Police have arrested a driver who plowed through demonstrators near the ballpark.
Nine major streets, including the Parkway East and Routes 28, 51 and 65, are off-limits for protesters along with nine intersections, mainly Downtown and on the South Side. A complete list is available here.
In addition, the city will prohibit blocking seven key corridors known as “yellow zones” and all school zones during morning and evening rush hours, including Smithfield, Grant and Stanwix streets and the Boulevard of the Allies. Police will permit demonstrations in those zones after rush hour ends, but only for 15 minutes.
The policy permits officers to prohibit protests in other streets if necessary to protect public safety.
It requires police officers to warn protesters who violate the “red zones” and then issue three orders to leave before breaking up a demonstration.
“Any acts of violence against persons or damaging of property shall result in immediate police action,” the policy reads. “Mass arrests should be avoided unless absolutely necessary. Instead, targeted arrests of protesters and/or clear leaders should be prioritized.”
Christian Carter, 18, of East Liberty, a prominent figure in the demonstrations and founder of a group dubbed the Youth Power Collective, said he was unsure if demonstrators would follow the new guidelines.
“They’re just trying to control where we protest and how we protest,” he said. “I’m not sure if we will be going to these places, but it is something for us to be aware of so we are keeping everyone safe.”
Robert Swartzwelder, president of Fraternal Order of Police Fort Pitt Lodge 1, said he had yet to review the policy, but he saw no immediate union concerns after a reporter briefed him on the main points. He noted that city code prohibits the blocking of any street without a permit.
“It sounds to me as if the city is trying to compromise in allowing protesters to be heard but not allowing demonstrations in certain areas,” he said. “It’s too early to tell how this will work out operationally.

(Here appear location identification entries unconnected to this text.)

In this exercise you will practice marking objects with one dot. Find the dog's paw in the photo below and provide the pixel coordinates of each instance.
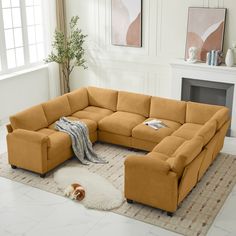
(68, 191)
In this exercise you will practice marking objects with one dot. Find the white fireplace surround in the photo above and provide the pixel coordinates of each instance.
(201, 71)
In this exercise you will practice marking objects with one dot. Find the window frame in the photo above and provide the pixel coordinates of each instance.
(3, 50)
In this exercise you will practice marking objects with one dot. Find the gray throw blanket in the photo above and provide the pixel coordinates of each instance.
(81, 143)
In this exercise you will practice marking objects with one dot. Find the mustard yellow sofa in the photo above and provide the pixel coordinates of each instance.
(178, 155)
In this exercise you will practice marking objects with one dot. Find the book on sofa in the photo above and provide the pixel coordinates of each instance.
(155, 124)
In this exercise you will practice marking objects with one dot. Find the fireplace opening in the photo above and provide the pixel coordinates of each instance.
(215, 93)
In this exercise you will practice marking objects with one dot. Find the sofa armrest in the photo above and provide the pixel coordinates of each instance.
(150, 181)
(28, 150)
(30, 136)
(148, 163)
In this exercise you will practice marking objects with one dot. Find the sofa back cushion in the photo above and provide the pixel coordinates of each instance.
(134, 103)
(207, 131)
(221, 117)
(78, 99)
(168, 109)
(30, 119)
(200, 113)
(56, 108)
(104, 98)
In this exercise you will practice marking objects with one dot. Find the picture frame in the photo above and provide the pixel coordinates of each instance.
(126, 23)
(205, 30)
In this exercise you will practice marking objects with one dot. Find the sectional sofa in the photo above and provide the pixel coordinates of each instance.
(178, 155)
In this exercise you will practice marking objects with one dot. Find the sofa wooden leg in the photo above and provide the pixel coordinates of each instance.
(170, 214)
(130, 201)
(42, 176)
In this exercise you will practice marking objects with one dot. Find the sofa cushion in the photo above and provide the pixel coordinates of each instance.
(133, 103)
(91, 124)
(56, 108)
(161, 156)
(200, 113)
(120, 123)
(30, 119)
(58, 143)
(207, 131)
(185, 154)
(47, 131)
(104, 98)
(93, 113)
(169, 145)
(187, 131)
(168, 109)
(147, 133)
(78, 99)
(221, 117)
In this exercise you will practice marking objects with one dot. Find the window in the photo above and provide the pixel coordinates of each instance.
(21, 30)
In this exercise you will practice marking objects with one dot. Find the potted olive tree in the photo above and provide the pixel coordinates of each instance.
(68, 51)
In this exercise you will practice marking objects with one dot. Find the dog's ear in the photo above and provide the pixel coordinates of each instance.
(75, 185)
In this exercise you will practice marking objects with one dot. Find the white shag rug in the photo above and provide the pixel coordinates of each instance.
(99, 193)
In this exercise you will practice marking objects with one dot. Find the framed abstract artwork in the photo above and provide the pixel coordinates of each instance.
(206, 27)
(126, 23)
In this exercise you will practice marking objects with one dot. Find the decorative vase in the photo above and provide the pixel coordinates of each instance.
(229, 59)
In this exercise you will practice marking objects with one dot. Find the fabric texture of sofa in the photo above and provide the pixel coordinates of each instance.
(178, 157)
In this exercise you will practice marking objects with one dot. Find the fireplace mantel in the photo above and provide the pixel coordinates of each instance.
(200, 71)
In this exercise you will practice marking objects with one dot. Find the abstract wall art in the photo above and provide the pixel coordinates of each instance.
(205, 30)
(126, 23)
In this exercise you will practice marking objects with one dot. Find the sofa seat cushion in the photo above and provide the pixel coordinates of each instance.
(56, 108)
(161, 156)
(164, 108)
(147, 133)
(91, 124)
(221, 117)
(78, 99)
(120, 123)
(200, 113)
(207, 131)
(93, 113)
(59, 142)
(134, 103)
(185, 154)
(169, 145)
(100, 97)
(46, 131)
(187, 131)
(30, 119)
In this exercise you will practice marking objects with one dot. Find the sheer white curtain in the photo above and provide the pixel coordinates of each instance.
(61, 25)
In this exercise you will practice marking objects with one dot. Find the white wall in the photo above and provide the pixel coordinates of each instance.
(143, 69)
(22, 91)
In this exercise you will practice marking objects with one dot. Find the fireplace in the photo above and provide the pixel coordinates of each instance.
(208, 92)
(206, 84)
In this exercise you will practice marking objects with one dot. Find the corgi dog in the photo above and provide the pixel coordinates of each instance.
(75, 192)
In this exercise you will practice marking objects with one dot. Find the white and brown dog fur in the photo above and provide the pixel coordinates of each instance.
(75, 192)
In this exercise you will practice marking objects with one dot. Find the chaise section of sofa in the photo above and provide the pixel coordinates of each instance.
(178, 157)
(185, 155)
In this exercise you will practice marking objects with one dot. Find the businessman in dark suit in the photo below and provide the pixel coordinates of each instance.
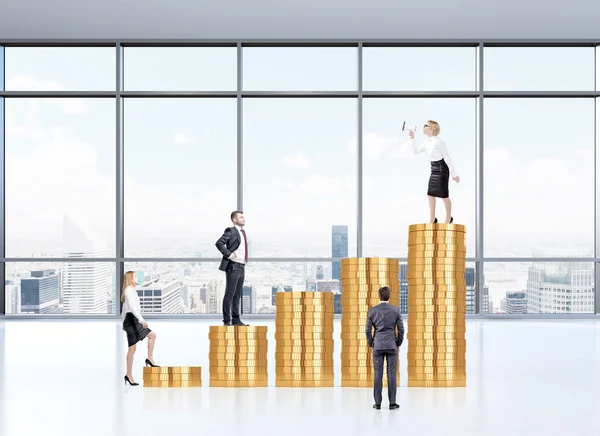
(233, 245)
(386, 320)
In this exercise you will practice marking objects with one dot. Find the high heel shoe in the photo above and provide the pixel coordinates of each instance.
(129, 381)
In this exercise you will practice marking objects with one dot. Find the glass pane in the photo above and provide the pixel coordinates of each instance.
(179, 287)
(540, 287)
(59, 288)
(395, 180)
(300, 68)
(300, 176)
(410, 69)
(1, 68)
(60, 68)
(539, 177)
(60, 177)
(180, 68)
(470, 278)
(538, 69)
(199, 287)
(180, 175)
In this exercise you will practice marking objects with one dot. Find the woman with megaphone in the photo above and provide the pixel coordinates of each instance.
(441, 168)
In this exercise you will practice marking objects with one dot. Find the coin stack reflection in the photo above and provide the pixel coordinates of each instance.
(436, 305)
(361, 279)
(238, 356)
(172, 377)
(304, 339)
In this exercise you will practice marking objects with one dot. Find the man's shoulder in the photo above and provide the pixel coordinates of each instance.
(392, 308)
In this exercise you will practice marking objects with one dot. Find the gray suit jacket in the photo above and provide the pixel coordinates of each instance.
(384, 318)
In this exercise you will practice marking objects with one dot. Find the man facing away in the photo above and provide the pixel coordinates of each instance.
(385, 319)
(233, 245)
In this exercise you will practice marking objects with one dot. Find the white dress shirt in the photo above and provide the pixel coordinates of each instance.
(436, 150)
(240, 253)
(132, 304)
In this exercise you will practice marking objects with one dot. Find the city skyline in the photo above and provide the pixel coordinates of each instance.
(300, 155)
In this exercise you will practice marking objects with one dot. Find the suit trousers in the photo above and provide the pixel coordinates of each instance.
(234, 283)
(391, 356)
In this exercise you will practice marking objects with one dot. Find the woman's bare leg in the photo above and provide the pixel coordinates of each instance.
(448, 205)
(431, 208)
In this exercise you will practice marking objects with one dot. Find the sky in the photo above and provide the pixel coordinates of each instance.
(300, 155)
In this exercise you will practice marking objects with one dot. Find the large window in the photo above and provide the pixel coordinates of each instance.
(78, 287)
(419, 69)
(519, 288)
(180, 69)
(539, 177)
(199, 287)
(60, 177)
(129, 156)
(538, 69)
(395, 180)
(300, 69)
(300, 176)
(180, 175)
(60, 68)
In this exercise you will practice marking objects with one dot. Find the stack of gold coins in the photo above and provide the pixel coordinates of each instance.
(238, 356)
(436, 305)
(172, 377)
(304, 339)
(361, 279)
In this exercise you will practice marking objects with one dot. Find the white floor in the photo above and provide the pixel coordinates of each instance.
(66, 378)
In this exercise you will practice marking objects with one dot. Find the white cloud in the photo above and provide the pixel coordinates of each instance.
(586, 153)
(59, 175)
(182, 139)
(497, 159)
(297, 160)
(377, 147)
(283, 183)
(72, 106)
(29, 83)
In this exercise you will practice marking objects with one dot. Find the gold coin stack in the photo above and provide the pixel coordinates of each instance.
(173, 377)
(238, 356)
(361, 279)
(304, 339)
(436, 305)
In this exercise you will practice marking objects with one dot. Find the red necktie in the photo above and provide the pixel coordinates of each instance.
(245, 246)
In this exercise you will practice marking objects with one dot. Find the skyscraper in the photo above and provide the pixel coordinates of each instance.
(39, 293)
(86, 286)
(339, 248)
(403, 288)
(566, 287)
(160, 296)
(470, 279)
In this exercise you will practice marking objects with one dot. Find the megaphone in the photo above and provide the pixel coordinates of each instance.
(408, 127)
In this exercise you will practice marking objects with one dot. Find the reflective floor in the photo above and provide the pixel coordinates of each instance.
(66, 378)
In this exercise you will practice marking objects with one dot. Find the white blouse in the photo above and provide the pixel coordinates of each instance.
(436, 150)
(132, 304)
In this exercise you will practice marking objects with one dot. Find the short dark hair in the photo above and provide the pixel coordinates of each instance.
(384, 293)
(235, 214)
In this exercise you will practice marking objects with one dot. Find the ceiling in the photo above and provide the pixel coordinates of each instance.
(294, 19)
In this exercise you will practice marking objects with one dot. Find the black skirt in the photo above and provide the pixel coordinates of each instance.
(438, 181)
(134, 329)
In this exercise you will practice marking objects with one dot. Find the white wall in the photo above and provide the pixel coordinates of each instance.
(295, 19)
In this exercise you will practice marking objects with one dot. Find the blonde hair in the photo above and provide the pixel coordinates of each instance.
(434, 127)
(127, 282)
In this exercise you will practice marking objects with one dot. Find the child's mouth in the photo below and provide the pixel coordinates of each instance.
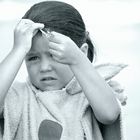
(47, 79)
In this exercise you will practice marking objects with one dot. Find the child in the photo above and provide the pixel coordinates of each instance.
(64, 97)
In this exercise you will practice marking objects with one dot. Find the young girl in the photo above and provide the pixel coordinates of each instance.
(64, 97)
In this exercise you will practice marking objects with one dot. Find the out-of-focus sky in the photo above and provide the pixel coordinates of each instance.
(114, 26)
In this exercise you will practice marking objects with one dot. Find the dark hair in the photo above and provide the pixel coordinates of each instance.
(63, 18)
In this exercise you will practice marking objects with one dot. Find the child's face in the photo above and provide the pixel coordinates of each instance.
(44, 72)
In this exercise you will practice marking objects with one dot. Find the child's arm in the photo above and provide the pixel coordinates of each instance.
(97, 91)
(10, 65)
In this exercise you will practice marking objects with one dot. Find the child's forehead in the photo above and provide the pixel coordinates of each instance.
(39, 44)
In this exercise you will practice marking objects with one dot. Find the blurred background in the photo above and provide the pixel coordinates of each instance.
(114, 26)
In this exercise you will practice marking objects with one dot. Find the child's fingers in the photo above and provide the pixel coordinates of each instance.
(55, 46)
(54, 53)
(57, 37)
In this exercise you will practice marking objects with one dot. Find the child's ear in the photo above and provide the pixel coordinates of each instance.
(84, 48)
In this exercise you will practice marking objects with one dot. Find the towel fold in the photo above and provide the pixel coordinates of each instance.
(26, 107)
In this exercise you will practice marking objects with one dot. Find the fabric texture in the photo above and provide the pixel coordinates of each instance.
(26, 107)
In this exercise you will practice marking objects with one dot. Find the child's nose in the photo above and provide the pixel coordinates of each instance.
(45, 66)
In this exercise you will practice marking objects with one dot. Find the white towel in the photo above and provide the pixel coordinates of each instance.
(21, 119)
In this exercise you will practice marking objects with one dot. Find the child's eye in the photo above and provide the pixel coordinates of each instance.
(33, 58)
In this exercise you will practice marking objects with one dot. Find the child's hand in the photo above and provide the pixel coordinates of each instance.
(24, 32)
(63, 49)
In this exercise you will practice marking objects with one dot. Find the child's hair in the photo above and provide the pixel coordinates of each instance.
(63, 18)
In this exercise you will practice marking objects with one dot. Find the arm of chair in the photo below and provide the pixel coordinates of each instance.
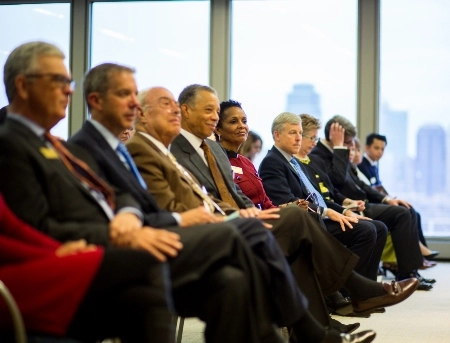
(19, 327)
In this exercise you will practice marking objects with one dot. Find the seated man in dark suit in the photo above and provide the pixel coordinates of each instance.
(375, 145)
(398, 215)
(285, 180)
(55, 188)
(101, 134)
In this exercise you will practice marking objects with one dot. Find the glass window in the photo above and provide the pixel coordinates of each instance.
(166, 41)
(414, 107)
(297, 56)
(47, 22)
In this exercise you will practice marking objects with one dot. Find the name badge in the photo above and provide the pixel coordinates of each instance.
(49, 153)
(237, 170)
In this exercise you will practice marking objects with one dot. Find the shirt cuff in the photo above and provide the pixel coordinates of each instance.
(132, 210)
(177, 217)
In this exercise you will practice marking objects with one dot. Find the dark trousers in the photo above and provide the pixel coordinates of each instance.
(402, 225)
(215, 277)
(366, 240)
(128, 298)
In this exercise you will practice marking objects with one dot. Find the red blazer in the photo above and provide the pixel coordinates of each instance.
(248, 180)
(48, 289)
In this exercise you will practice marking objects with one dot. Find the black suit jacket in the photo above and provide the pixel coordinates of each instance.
(189, 158)
(281, 181)
(118, 175)
(337, 163)
(44, 193)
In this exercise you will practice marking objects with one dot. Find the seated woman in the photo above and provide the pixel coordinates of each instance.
(80, 291)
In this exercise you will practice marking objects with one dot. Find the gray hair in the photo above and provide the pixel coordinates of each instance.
(189, 94)
(97, 79)
(284, 118)
(350, 129)
(23, 60)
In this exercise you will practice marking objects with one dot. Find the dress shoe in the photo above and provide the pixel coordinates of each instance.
(360, 337)
(395, 293)
(433, 254)
(343, 328)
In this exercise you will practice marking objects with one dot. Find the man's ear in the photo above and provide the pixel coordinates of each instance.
(94, 101)
(21, 86)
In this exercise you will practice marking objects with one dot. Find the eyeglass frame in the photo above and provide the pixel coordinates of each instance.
(60, 79)
(312, 139)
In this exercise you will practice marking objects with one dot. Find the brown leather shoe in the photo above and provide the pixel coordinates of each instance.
(396, 292)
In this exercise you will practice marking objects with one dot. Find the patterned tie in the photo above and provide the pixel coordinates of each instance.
(212, 205)
(82, 171)
(309, 186)
(217, 176)
(121, 149)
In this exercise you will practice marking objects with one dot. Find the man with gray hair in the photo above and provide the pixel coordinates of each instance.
(285, 180)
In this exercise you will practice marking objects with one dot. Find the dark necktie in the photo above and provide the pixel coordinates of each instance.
(217, 176)
(213, 206)
(309, 186)
(122, 150)
(82, 171)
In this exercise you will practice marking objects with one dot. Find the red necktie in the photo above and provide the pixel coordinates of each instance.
(82, 171)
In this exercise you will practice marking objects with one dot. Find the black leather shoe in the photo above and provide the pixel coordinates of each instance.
(395, 293)
(422, 279)
(361, 337)
(342, 328)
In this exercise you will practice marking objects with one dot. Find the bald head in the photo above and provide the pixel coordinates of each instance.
(160, 114)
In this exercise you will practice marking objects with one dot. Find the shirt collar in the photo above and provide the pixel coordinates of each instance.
(193, 139)
(158, 144)
(373, 163)
(285, 154)
(112, 140)
(35, 128)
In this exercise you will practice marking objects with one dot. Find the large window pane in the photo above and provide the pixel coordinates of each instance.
(414, 107)
(24, 23)
(297, 56)
(166, 41)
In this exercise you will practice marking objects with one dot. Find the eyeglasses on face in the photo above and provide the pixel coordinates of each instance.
(312, 139)
(57, 79)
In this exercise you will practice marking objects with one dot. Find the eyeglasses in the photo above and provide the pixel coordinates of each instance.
(312, 139)
(58, 79)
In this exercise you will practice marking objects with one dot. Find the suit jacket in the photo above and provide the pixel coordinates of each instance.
(188, 157)
(41, 191)
(317, 173)
(118, 175)
(170, 189)
(337, 162)
(281, 181)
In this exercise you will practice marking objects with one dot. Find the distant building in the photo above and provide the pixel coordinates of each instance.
(431, 161)
(304, 99)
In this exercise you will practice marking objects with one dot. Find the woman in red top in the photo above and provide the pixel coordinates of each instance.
(81, 291)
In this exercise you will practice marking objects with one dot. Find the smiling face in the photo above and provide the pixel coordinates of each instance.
(116, 109)
(289, 138)
(234, 129)
(309, 141)
(376, 150)
(202, 117)
(161, 117)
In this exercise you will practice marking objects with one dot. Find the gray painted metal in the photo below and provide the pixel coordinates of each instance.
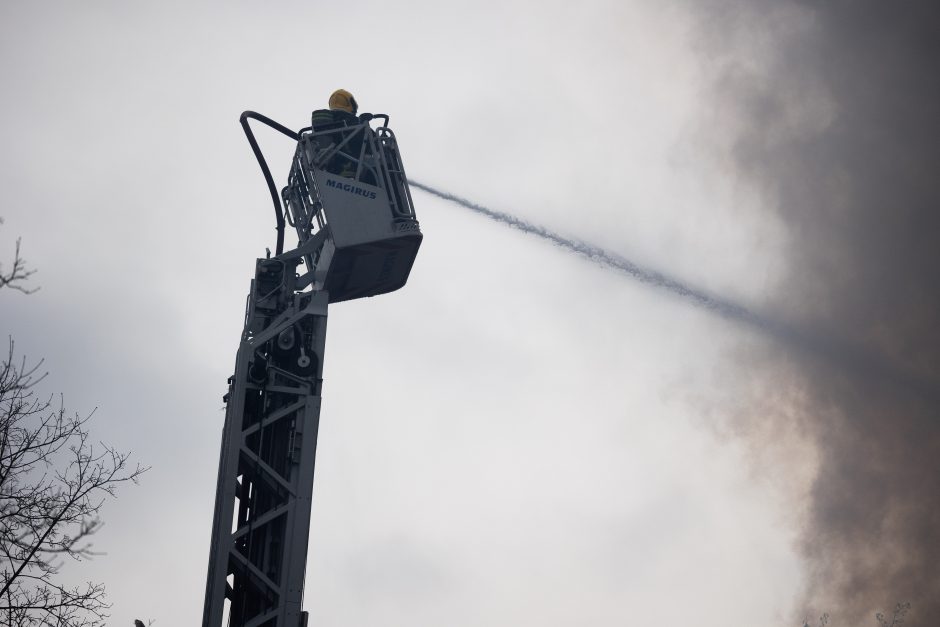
(262, 510)
(358, 236)
(349, 184)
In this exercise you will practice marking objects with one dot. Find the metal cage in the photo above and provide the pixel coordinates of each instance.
(348, 199)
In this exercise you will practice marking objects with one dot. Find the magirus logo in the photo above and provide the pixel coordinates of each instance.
(352, 189)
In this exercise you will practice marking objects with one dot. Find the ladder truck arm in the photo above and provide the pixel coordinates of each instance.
(348, 200)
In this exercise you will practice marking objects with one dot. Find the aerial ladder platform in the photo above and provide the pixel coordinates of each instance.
(348, 200)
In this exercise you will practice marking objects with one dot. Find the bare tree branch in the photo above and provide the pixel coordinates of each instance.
(17, 274)
(53, 483)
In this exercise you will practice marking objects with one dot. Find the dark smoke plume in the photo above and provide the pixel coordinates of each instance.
(839, 126)
(853, 360)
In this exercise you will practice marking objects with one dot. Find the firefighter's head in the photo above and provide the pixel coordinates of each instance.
(342, 100)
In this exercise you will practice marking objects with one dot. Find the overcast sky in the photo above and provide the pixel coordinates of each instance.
(518, 436)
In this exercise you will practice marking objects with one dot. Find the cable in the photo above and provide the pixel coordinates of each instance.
(275, 198)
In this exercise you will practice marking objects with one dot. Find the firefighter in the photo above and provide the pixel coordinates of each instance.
(329, 122)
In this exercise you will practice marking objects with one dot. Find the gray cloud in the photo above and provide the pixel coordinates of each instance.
(834, 114)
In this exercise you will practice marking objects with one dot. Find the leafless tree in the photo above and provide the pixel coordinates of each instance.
(823, 621)
(16, 276)
(900, 610)
(53, 481)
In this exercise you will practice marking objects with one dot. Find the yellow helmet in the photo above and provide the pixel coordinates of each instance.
(344, 101)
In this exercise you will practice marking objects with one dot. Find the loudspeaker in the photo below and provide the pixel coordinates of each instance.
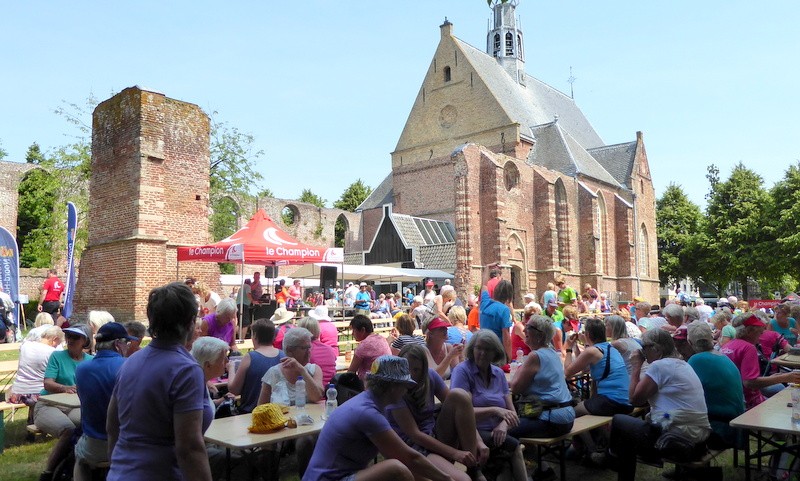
(327, 280)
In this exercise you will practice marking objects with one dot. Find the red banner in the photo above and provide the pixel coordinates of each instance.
(763, 303)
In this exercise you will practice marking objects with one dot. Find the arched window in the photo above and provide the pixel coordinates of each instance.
(644, 252)
(562, 224)
(600, 231)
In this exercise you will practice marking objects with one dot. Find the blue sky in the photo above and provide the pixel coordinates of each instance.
(326, 87)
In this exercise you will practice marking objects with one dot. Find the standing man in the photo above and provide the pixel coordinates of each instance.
(95, 380)
(50, 298)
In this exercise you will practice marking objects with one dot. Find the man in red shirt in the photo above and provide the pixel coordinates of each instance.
(50, 299)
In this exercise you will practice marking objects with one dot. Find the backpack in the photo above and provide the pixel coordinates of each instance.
(348, 385)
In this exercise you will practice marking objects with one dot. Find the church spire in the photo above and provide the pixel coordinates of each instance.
(504, 40)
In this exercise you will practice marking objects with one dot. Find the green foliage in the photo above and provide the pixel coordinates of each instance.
(678, 223)
(737, 213)
(311, 198)
(353, 196)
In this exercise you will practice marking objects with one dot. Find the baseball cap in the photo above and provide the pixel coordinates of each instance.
(113, 331)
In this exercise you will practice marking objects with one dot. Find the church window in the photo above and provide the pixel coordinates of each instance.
(562, 225)
(644, 253)
(511, 175)
(600, 233)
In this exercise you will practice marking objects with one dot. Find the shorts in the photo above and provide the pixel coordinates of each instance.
(600, 405)
(91, 451)
(54, 420)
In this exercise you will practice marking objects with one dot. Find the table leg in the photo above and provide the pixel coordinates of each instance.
(228, 464)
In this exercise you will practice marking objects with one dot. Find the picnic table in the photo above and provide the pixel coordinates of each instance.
(232, 433)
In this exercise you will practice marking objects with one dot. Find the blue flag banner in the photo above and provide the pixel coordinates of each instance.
(9, 271)
(72, 227)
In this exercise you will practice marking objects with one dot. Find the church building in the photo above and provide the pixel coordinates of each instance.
(495, 165)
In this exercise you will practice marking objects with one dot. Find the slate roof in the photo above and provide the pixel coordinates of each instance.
(381, 195)
(417, 231)
(535, 103)
(442, 257)
(557, 150)
(618, 160)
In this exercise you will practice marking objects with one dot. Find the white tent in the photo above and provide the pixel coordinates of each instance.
(359, 273)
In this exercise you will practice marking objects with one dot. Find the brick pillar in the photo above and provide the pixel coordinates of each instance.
(148, 194)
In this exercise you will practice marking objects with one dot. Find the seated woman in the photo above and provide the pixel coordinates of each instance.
(617, 331)
(676, 399)
(721, 386)
(212, 355)
(742, 351)
(442, 357)
(33, 358)
(358, 430)
(607, 369)
(59, 377)
(256, 363)
(542, 376)
(451, 435)
(321, 354)
(371, 345)
(495, 415)
(404, 336)
(278, 384)
(222, 323)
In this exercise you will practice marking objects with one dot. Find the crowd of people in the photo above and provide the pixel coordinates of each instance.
(454, 381)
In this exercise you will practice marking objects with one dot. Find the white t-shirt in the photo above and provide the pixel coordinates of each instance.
(678, 387)
(283, 390)
(33, 357)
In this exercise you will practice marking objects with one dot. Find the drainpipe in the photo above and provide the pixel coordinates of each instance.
(636, 246)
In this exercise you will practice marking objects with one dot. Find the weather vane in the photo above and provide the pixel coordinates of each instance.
(571, 80)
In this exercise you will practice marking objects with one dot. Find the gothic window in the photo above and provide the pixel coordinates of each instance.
(600, 232)
(562, 225)
(644, 253)
(511, 175)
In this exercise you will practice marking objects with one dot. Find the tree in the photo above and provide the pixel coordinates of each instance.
(678, 223)
(311, 198)
(785, 224)
(353, 196)
(737, 225)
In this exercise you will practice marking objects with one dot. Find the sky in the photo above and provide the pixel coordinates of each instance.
(326, 87)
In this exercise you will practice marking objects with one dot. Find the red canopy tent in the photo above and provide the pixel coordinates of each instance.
(261, 241)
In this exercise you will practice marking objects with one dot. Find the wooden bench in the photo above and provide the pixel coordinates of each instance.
(558, 446)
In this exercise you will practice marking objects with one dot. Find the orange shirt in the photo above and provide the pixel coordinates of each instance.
(473, 320)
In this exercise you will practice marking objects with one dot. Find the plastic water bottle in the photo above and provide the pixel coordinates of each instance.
(331, 403)
(795, 406)
(300, 394)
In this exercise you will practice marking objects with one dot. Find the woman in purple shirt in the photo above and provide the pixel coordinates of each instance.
(155, 418)
(451, 436)
(480, 376)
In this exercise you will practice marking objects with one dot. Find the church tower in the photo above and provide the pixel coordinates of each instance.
(504, 40)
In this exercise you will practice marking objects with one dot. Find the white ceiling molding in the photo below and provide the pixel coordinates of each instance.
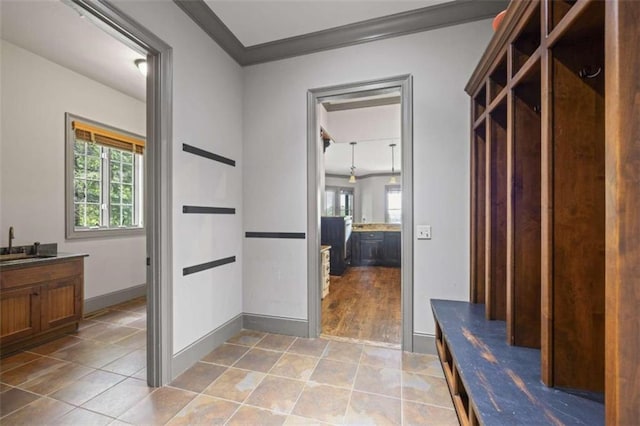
(427, 18)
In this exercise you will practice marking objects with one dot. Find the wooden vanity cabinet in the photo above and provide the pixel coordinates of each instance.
(39, 300)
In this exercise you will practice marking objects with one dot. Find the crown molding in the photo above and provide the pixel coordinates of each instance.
(428, 18)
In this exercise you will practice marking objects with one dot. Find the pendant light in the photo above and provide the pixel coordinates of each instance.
(393, 177)
(352, 178)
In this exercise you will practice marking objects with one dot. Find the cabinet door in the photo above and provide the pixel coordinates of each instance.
(62, 302)
(20, 313)
(392, 248)
(355, 249)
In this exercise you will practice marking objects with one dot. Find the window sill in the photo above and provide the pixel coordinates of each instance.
(104, 233)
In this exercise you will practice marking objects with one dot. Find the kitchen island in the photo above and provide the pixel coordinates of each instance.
(376, 244)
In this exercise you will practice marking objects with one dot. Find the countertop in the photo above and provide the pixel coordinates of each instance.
(376, 227)
(39, 260)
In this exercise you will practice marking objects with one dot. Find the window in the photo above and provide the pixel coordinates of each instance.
(338, 201)
(393, 204)
(104, 180)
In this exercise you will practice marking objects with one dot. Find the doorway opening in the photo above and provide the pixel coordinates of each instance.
(360, 204)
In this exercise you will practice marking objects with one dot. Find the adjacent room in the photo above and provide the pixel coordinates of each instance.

I think it may create confusion when you’re talking about targeting protesters.”
Police will deploy specially trained officers as crisis intervention teams to coordinate with protesters during demonstrations and promote open communication between organizers and police personnel. They will attempt to meet with protesters before and after demonstrations to address concerns.
Police and public safety personnel will also adopt de-escalation tactics proven to reduce tension and enhance safety during demonstrations, according to the city. Public Safety personnel will work with community leaders for input into the policy.
Clarification: This story was updated to better reflect the details of the event.